However, resin-modified calcium silicate-based materials also present advantages over conventional non-resin-modified formulations, particularly in relation to their mechanical properties. These materials have demonstrated favourable performance in terms of compressive strength, dimensional stability, and microhardness, attributes already reported for TheraCal LC [61] and further improved in TheraCal PT. In addition, RM-CSMs exhibit enhanced dentine adhesion [62] and better compatibility with resin composites compared with traditional non-resin materials [63].

Nevertheless, the most significant clinical contribution of RM-CSMs lies in their excellent handling characteristics. Their flowable consistency allows precise placement, particularly in deep cavities and pulp exposures, and immediate light-curing enables rapid stabilisation of the material, facilitating efficient, single-visit restorative procedures [61,63].

These practical advantages translate into clear clinical implications. RM-CSMs constitute a valid alternative in situations where reduced clinical time and simplified handling are essential. Such conditions are particularly relevant in paediatric dentistry, where patient cooperation is limited and treatment efficiency is critical, as well as in scenarios involving deep cavities or pulp exposures that require immediate and stable placement of the material [64]. However, considering our outcomes, when the clinical objective prioritises maximal bioactivity or a more robust long-term reparative response, conventional non-RM-CSMs remain the gold standard.

The low heterogeneity observed across most analyses supports the methodological consistency of the included studies. The differences detected in a small number of outcomes may be explained by variation in the types of vital pulp therapies evaluated, diagnostic discrepancies between reversible and irreversible pulpitis, operator-dependent technical differences, heterogeneity in the comparative materials used, and the coexistence of different resin-modified formulations. Subgroup analyses, particularly those limited to comparisons with Biodentine, showed a further reduction in heterogeneity, reinforcing the stability and reliability of the main findings.

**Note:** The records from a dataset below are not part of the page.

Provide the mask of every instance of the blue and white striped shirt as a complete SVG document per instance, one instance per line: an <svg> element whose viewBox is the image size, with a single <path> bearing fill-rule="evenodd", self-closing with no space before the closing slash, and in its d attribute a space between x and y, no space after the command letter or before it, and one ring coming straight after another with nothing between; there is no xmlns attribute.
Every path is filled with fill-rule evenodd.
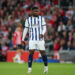
<svg viewBox="0 0 75 75"><path fill-rule="evenodd" d="M25 28L29 28L29 40L40 40L40 34L43 34L43 26L46 28L44 17L29 17L25 21Z"/></svg>

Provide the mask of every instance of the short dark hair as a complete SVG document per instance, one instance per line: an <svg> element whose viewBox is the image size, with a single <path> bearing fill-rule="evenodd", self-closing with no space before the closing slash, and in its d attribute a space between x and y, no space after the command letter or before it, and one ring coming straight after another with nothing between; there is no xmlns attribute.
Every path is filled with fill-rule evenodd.
<svg viewBox="0 0 75 75"><path fill-rule="evenodd" d="M35 9L39 9L39 8L36 7L36 6L34 6L34 7L31 8L32 11L35 10Z"/></svg>

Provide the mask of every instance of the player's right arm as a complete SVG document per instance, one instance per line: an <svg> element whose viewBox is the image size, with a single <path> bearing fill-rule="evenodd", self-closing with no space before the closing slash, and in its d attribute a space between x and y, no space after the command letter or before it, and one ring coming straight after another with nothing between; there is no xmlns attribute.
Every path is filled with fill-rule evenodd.
<svg viewBox="0 0 75 75"><path fill-rule="evenodd" d="M25 28L23 30L22 42L24 42L24 39L25 39L26 34L28 32L28 28L29 28L29 24L28 24L28 20L26 19L26 21L25 21Z"/></svg>

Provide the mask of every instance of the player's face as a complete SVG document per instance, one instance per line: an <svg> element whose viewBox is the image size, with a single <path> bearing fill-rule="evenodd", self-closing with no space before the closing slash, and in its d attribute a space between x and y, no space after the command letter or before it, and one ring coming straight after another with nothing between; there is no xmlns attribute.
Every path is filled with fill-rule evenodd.
<svg viewBox="0 0 75 75"><path fill-rule="evenodd" d="M32 11L33 16L38 16L39 14L39 9L35 9Z"/></svg>

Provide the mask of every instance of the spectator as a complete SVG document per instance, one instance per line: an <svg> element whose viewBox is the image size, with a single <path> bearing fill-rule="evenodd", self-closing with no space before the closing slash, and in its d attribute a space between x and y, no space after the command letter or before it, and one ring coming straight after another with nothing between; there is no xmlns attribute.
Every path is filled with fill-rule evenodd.
<svg viewBox="0 0 75 75"><path fill-rule="evenodd" d="M65 29L66 29L66 26L61 21L58 26L58 32L65 31Z"/></svg>
<svg viewBox="0 0 75 75"><path fill-rule="evenodd" d="M70 41L68 41L67 42L67 46L66 46L66 50L71 50L72 49L72 46L71 46L71 42Z"/></svg>
<svg viewBox="0 0 75 75"><path fill-rule="evenodd" d="M73 41L73 43L72 43L72 49L71 50L75 50L75 41Z"/></svg>

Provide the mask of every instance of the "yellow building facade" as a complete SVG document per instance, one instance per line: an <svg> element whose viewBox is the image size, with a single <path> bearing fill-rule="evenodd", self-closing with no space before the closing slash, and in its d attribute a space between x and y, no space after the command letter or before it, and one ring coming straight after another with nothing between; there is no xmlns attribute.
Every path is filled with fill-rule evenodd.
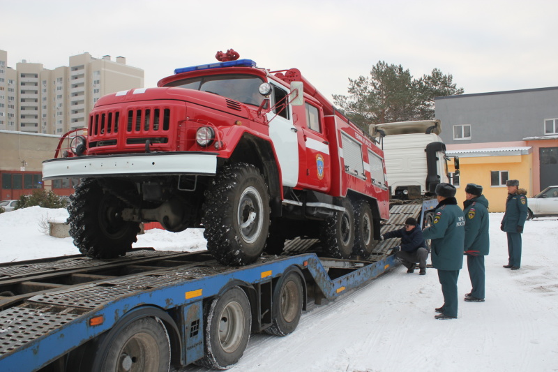
<svg viewBox="0 0 558 372"><path fill-rule="evenodd" d="M483 194L488 200L491 212L504 212L508 189L507 179L518 179L520 188L532 196L533 154L531 147L450 150L448 155L459 157L459 186L455 198L460 207L465 200L465 186L477 184L483 186ZM452 165L448 170L455 172Z"/></svg>

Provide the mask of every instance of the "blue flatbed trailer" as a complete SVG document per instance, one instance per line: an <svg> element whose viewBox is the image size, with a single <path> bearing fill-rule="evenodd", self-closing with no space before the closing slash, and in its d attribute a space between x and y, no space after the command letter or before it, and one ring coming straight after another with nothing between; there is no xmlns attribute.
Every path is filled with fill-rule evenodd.
<svg viewBox="0 0 558 372"><path fill-rule="evenodd" d="M435 204L392 207L382 232L409 216L426 221ZM241 267L205 251L152 248L0 264L0 371L225 369L251 333L289 334L309 299L334 299L397 265L397 239L379 242L367 260L318 257L308 251L319 246L305 241Z"/></svg>
<svg viewBox="0 0 558 372"><path fill-rule="evenodd" d="M167 255L176 260L172 255ZM236 316L237 323L250 328L248 335L250 332L270 329L270 333L287 334L296 327L309 297L317 303L323 299L335 299L386 272L395 263L393 255L372 262L320 258L315 253L302 253L293 257L262 256L257 263L231 267L207 261L206 253L184 255L186 258L181 259L185 265L181 266L54 288L6 306L0 312L0 371L110 371L110 367L103 364L107 363L107 357L107 357L110 350L126 350L127 347L119 341L119 332L130 332L126 327L141 323L142 319L155 320L147 325L159 327L166 335L169 362L175 367L201 362L206 366L227 368L232 364L227 357L214 355L215 345L213 350L209 348L211 336L215 336L213 340L220 338L218 345L226 352L225 357L230 354L227 342L243 348L233 350L239 351L236 354L241 356L248 339L243 338L238 329L240 326L229 329L233 335L239 334L232 339L221 337L223 319L230 322L229 318ZM0 278L6 276L1 274L3 269L0 267ZM29 276L32 275L25 278ZM282 278L286 277L290 284L282 285L285 282ZM243 308L243 300L233 297L229 305L221 305L224 312L217 314L222 317L220 322L214 326L216 329L211 329L212 318L208 318L214 313L211 312L211 306L218 308L225 294L236 291L239 295L239 289L246 294L249 308ZM251 319L243 321L240 313ZM151 332L149 327L147 330L140 327L138 331L141 334ZM155 336L132 335L123 342L130 340L143 342L142 347L148 351L158 349ZM141 350L146 352L144 349ZM209 357L208 349L212 354ZM164 359L167 357L167 349L162 350L156 354L158 352L158 357ZM135 371L133 362L136 361L124 355L126 352L117 357L120 358L116 361L117 368ZM165 364L163 360L161 364Z"/></svg>

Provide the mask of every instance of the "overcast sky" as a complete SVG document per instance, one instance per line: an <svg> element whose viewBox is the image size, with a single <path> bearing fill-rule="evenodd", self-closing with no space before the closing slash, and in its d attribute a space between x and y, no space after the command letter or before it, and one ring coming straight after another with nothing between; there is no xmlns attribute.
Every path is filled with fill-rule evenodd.
<svg viewBox="0 0 558 372"><path fill-rule="evenodd" d="M229 48L297 68L327 96L381 60L416 78L438 68L465 94L558 86L554 0L0 0L0 12L8 66L122 56L146 87Z"/></svg>

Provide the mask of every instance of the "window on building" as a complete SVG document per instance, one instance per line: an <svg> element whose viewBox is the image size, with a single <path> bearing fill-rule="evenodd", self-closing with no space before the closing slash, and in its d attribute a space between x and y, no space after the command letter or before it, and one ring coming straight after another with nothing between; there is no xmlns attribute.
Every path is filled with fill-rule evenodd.
<svg viewBox="0 0 558 372"><path fill-rule="evenodd" d="M69 178L62 179L54 179L52 181L52 188L70 188L73 187L73 182Z"/></svg>
<svg viewBox="0 0 558 372"><path fill-rule="evenodd" d="M545 134L558 134L558 119L545 119Z"/></svg>
<svg viewBox="0 0 558 372"><path fill-rule="evenodd" d="M509 179L509 172L507 170L490 171L490 186L506 186L506 182Z"/></svg>
<svg viewBox="0 0 558 372"><path fill-rule="evenodd" d="M453 172L449 172L449 183L454 186L459 186L459 173L457 174Z"/></svg>
<svg viewBox="0 0 558 372"><path fill-rule="evenodd" d="M462 140L471 139L471 126L461 125L453 126L453 140L460 141Z"/></svg>
<svg viewBox="0 0 558 372"><path fill-rule="evenodd" d="M308 103L306 103L306 126L316 132L322 132L319 128L319 114L318 109Z"/></svg>

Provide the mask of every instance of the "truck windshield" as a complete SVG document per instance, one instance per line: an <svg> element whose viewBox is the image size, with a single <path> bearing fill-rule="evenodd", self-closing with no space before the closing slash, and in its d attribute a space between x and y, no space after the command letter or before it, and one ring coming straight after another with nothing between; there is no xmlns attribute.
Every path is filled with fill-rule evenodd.
<svg viewBox="0 0 558 372"><path fill-rule="evenodd" d="M264 100L258 90L262 82L264 81L256 76L228 74L182 79L166 84L165 87L207 91L243 103L259 106Z"/></svg>

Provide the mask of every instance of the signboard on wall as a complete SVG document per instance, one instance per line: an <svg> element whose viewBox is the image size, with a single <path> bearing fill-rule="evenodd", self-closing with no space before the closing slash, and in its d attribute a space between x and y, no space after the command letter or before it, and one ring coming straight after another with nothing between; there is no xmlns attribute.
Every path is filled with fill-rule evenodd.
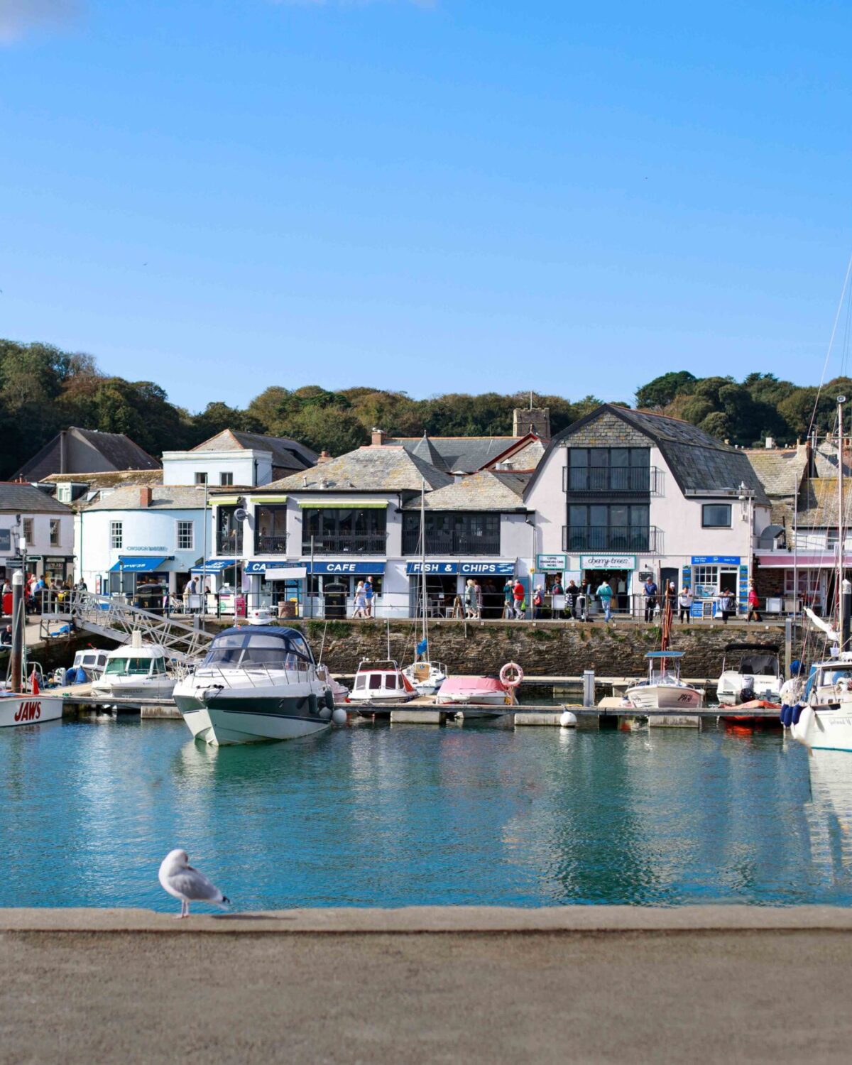
<svg viewBox="0 0 852 1065"><path fill-rule="evenodd" d="M636 555L580 555L581 570L635 570Z"/></svg>

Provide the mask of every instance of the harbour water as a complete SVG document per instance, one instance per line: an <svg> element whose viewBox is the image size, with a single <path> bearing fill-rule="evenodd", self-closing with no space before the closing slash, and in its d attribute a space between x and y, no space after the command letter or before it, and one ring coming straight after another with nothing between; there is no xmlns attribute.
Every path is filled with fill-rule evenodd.
<svg viewBox="0 0 852 1065"><path fill-rule="evenodd" d="M182 722L9 728L0 905L173 910L178 846L235 910L849 904L848 780L850 755L721 728L362 723L223 749Z"/></svg>

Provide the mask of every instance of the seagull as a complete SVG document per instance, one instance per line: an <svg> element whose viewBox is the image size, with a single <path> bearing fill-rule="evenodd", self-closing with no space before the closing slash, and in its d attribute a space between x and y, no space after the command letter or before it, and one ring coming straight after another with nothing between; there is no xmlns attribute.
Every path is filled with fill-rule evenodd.
<svg viewBox="0 0 852 1065"><path fill-rule="evenodd" d="M202 872L193 869L190 865L190 855L180 849L169 851L163 858L159 879L165 891L180 899L178 920L180 917L190 916L191 902L212 902L225 908L231 901L215 884L211 884Z"/></svg>

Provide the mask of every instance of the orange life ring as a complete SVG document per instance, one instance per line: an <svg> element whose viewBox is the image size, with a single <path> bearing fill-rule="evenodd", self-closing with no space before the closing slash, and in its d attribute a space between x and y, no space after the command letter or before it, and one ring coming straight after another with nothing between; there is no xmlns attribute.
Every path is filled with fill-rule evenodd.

This meta-analysis has several limitations that are inherent to the available evidence. First, the conclusions of the quantitative synthesis cannot be generalised to all resin-modified calcium silicate-based hydraulic bioceramics. Although several newer materials, such as TheraCal PT, BioCal-CAP, and Oxford ActiveCal CP, have been introduced, the available evidence for these formulations is insufficient to permit a meta-analysis. Consequently, the quantitative findings of the present review apply exclusively to TheraCal LC, which was the only resin-modified material supported by an adequate number of comparable clinical studies to allow a robust statistical evaluation.

For the studies included in the quantitative analysis, certain methodological constraints must be acknowledged. Some trials presented moderate or high risk of bias, relatively small sample sizes, and short follow-up periods, which limit the ability to fully assess long-term clinical and biological outcomes. Although diagnostic criteria for reversible and irreversible pulpitis, as well as definitions of success in vital pulp therapy, have become increasingly standardised, some residual variability persists between studies. Differences in operative techniques and restorative protocols may also contribute to the observed heterogeneity.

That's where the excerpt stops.